Naquela época, ter uma amante, como se dizia, custava muito caro, pois as mulheres não trabalhavam fora do lar e não tinham fonte de renda alternativa. Era necessário alojá-la em uma casa e mantê-la, dando-lhe, inclusive, alimentação. Também o sigilo e a discrição eram fundamentais, numa era conservadora em que tudo se tolerava e era incentivado, mas “por baixo do pano.” Ao caminho do Encontro, Nicolau viu que seu avô caminhava bem mais à sua frente, com um saco de mantimentos nas costas. Perto da citada casa, onde, por coincidência, morava uma de suas amantes, ele olhou para um lado e para o outro, não notou ninguém e colocou o saco de mantimentos à beira do caminho, atrás de uma moita, e foi embora. Nicolau sabia das tramoias do seu avô, e sua avó já estava meio desconfiada das atitudes do marido. Quando ele chegou em casa, ela perguntou, raivosa, por que havia deixado os mantimentos à beira do caminho. Zé Néris ficou apertado e deu uma resposta esfarrapada:

– Estava com muita dor na coluna e fiquei de pegar o saco mais tarde...

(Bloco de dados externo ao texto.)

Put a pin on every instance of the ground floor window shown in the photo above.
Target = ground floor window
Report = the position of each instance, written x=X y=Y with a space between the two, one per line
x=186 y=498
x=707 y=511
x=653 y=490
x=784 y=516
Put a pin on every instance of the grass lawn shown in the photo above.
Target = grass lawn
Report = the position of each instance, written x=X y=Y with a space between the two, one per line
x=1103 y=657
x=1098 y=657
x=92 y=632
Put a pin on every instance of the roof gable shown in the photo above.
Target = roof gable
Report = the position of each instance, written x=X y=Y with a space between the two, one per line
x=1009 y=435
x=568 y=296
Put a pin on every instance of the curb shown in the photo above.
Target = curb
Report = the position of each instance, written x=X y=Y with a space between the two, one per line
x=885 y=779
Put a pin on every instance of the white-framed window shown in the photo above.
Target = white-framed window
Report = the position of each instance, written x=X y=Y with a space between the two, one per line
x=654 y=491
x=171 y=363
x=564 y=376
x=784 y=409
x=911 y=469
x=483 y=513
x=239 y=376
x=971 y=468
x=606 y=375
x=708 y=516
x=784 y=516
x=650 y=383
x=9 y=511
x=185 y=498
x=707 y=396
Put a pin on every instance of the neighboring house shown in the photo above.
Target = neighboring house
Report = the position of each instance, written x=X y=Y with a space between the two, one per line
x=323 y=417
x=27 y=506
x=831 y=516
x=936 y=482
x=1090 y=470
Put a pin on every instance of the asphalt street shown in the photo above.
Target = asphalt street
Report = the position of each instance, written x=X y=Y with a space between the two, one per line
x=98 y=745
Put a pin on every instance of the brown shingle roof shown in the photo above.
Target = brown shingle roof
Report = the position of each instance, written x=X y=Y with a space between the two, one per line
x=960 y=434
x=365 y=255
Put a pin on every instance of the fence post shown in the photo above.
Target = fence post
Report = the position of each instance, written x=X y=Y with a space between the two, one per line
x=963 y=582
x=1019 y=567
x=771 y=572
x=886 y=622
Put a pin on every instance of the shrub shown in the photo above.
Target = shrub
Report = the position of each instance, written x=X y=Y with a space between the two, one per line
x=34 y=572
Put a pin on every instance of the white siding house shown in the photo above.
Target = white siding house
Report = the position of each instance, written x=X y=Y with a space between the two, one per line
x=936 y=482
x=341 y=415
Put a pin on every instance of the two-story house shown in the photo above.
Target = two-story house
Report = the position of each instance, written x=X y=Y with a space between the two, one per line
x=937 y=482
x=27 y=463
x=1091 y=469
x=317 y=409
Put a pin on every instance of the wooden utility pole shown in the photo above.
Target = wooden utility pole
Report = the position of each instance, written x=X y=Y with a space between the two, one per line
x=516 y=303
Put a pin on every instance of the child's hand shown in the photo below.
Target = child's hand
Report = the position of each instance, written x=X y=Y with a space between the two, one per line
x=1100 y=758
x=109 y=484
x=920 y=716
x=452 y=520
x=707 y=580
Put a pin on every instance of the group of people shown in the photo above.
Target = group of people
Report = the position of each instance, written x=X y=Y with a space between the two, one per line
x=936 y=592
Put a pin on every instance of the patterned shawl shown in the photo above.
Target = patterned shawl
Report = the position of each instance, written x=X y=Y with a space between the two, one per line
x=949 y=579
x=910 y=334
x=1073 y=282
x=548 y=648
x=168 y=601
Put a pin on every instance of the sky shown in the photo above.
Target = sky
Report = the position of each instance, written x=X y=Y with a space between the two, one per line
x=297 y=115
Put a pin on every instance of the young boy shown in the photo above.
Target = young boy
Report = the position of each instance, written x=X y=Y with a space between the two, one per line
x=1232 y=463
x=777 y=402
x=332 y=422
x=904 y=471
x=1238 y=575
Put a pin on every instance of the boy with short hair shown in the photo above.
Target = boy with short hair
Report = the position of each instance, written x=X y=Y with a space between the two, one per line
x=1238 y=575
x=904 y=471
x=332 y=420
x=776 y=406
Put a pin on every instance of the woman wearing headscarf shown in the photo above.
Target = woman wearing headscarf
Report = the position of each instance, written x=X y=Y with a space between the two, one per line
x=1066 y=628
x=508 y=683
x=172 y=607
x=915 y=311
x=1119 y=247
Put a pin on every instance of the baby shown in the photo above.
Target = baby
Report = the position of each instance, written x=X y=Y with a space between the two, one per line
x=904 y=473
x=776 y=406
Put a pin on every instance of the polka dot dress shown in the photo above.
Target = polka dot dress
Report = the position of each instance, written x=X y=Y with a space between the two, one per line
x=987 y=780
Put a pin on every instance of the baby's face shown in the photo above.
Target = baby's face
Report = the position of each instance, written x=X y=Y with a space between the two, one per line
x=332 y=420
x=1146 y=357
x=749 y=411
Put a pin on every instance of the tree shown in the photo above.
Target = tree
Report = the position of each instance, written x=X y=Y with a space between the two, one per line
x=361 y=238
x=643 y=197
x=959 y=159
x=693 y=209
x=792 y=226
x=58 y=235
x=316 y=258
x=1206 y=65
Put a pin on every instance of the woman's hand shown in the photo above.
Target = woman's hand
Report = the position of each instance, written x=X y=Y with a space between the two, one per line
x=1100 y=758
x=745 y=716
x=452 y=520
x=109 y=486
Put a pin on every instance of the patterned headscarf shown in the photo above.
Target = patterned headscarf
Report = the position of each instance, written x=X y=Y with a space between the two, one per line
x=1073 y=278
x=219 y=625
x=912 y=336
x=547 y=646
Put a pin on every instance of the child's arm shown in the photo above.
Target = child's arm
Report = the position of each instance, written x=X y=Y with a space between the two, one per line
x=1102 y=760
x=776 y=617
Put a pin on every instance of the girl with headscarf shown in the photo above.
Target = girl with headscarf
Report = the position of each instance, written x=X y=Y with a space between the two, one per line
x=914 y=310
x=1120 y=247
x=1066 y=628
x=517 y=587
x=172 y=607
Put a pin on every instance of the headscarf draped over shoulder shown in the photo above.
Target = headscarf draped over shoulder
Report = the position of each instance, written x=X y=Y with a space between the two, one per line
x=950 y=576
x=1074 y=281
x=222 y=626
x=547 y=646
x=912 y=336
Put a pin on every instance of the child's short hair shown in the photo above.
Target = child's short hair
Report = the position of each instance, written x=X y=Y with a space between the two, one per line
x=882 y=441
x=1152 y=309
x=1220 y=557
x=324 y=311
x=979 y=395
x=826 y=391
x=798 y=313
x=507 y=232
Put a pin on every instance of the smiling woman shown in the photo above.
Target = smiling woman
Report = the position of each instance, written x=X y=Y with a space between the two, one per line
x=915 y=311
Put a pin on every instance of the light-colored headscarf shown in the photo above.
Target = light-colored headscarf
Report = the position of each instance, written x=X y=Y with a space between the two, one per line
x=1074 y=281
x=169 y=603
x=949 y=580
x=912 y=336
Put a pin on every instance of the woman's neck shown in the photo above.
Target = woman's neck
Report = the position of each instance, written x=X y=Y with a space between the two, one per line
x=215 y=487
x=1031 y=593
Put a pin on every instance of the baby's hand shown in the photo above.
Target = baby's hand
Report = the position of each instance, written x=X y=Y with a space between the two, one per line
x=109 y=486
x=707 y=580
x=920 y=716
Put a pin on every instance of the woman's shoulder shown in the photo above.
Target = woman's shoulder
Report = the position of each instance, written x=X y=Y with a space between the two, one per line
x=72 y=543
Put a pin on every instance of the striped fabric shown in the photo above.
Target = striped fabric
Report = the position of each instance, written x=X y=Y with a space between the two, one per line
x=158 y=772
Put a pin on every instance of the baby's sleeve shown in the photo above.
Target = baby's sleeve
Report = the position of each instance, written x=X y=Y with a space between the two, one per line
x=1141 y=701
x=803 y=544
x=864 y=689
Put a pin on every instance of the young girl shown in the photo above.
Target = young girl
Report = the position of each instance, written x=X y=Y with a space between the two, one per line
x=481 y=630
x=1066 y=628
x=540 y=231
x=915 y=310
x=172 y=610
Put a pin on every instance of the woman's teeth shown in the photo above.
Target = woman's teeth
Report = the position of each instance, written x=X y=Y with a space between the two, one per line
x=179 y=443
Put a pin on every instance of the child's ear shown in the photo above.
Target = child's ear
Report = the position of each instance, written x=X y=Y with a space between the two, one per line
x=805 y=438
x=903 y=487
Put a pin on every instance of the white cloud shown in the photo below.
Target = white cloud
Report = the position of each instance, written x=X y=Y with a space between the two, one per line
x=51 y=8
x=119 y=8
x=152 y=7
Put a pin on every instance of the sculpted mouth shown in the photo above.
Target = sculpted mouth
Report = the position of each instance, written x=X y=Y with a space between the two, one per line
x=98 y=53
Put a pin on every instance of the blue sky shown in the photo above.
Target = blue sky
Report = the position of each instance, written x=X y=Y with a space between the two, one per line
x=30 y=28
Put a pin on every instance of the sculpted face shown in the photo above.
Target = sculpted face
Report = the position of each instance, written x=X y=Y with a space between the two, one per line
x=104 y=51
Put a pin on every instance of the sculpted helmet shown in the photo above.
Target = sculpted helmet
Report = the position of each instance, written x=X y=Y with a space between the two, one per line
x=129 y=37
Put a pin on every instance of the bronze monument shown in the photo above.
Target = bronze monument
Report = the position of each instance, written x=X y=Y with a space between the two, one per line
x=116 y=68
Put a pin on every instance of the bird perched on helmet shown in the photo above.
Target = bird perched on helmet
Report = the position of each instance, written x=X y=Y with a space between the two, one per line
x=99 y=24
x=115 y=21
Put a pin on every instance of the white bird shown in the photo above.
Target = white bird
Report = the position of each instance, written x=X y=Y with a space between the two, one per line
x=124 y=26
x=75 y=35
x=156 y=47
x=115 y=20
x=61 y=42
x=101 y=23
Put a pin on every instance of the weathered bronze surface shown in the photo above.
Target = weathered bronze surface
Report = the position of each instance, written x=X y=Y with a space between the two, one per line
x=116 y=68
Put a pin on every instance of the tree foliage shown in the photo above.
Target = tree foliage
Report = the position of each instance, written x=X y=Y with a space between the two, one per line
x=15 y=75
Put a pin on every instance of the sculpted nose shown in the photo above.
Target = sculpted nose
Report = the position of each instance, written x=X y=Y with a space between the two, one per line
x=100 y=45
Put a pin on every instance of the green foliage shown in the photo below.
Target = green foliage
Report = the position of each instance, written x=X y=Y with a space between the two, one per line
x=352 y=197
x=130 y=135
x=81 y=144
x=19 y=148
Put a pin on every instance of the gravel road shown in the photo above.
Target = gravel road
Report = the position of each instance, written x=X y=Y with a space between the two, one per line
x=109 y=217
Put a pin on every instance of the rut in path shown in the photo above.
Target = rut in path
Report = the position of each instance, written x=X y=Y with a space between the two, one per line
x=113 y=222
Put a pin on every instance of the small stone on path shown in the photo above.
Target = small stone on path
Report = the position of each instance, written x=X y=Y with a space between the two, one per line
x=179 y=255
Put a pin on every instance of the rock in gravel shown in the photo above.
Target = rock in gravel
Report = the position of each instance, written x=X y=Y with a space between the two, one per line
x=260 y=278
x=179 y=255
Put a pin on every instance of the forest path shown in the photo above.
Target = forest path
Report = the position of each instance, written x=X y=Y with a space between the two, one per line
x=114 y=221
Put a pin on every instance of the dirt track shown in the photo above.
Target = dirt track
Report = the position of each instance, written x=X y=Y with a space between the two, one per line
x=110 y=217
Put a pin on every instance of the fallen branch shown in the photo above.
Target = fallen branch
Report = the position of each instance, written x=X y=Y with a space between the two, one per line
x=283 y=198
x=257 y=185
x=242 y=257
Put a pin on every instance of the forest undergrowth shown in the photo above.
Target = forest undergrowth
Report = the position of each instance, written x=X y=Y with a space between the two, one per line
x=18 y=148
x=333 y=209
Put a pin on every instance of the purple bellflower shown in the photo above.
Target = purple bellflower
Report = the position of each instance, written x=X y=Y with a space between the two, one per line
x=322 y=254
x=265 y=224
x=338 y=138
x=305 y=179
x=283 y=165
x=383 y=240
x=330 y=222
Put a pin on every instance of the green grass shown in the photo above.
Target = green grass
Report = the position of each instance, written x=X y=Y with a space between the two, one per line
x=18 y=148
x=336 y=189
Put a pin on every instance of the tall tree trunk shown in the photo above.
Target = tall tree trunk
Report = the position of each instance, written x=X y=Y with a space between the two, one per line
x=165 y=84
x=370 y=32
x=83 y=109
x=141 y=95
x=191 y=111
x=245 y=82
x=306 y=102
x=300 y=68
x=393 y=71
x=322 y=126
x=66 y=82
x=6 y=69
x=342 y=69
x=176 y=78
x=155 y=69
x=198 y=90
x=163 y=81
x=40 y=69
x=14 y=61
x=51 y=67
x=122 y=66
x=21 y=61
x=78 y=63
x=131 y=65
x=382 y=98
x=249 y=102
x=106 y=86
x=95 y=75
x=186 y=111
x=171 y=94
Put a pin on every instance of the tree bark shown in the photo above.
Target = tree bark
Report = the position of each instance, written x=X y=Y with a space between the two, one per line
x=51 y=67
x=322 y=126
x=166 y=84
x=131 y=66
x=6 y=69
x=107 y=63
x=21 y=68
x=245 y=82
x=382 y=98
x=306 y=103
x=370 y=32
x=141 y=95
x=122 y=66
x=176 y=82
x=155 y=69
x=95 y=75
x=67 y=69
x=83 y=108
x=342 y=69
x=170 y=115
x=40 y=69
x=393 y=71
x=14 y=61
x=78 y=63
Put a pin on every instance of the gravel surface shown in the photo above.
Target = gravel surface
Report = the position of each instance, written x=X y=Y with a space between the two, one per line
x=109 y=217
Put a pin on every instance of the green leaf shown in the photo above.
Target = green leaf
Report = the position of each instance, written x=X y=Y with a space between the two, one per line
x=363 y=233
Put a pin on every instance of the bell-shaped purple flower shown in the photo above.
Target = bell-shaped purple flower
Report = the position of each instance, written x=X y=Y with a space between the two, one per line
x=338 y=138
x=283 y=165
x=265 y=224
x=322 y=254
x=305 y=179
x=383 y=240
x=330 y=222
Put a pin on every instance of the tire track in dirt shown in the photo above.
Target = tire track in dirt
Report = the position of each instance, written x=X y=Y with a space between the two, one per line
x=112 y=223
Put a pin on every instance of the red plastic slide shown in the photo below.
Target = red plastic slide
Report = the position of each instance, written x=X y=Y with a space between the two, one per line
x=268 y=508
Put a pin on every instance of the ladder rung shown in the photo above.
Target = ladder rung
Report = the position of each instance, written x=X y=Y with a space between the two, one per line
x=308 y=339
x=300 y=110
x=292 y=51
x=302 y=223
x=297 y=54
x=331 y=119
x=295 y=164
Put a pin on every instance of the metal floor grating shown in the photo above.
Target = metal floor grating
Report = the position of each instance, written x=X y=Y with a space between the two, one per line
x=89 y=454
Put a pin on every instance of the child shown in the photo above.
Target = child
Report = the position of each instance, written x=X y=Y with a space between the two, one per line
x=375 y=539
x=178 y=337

Ela, em nome da harmonia conjugal, aceitou a desculpa. Mas Zé Néris ficou uma fera. Quando encontrou Nicolau de novo no campo, começou a desabotoar o cinto para dar-lhe uma surra de correia. Muito esperto, o menino disse, sem pestanejar:

– Se o senhor me bater, eu conto pra minha avó!

Zé Néris, espumando de raiva, ainda replicou:

– Contar o quê, seu moleque?

Nicolau, com um sorriso maroto no meio dos lábios, retrucou:

– Eu conto pra quem era o saco de mantimentos!

E Zé Néris, matutando sobre o caso, abotoou de novo o cinto, em nome da harmonia conjugal.

E Nicolau escapou de mais uma surra de correia...


*Do futuro livro Só

mesmo em Betim III... e outras acontecências.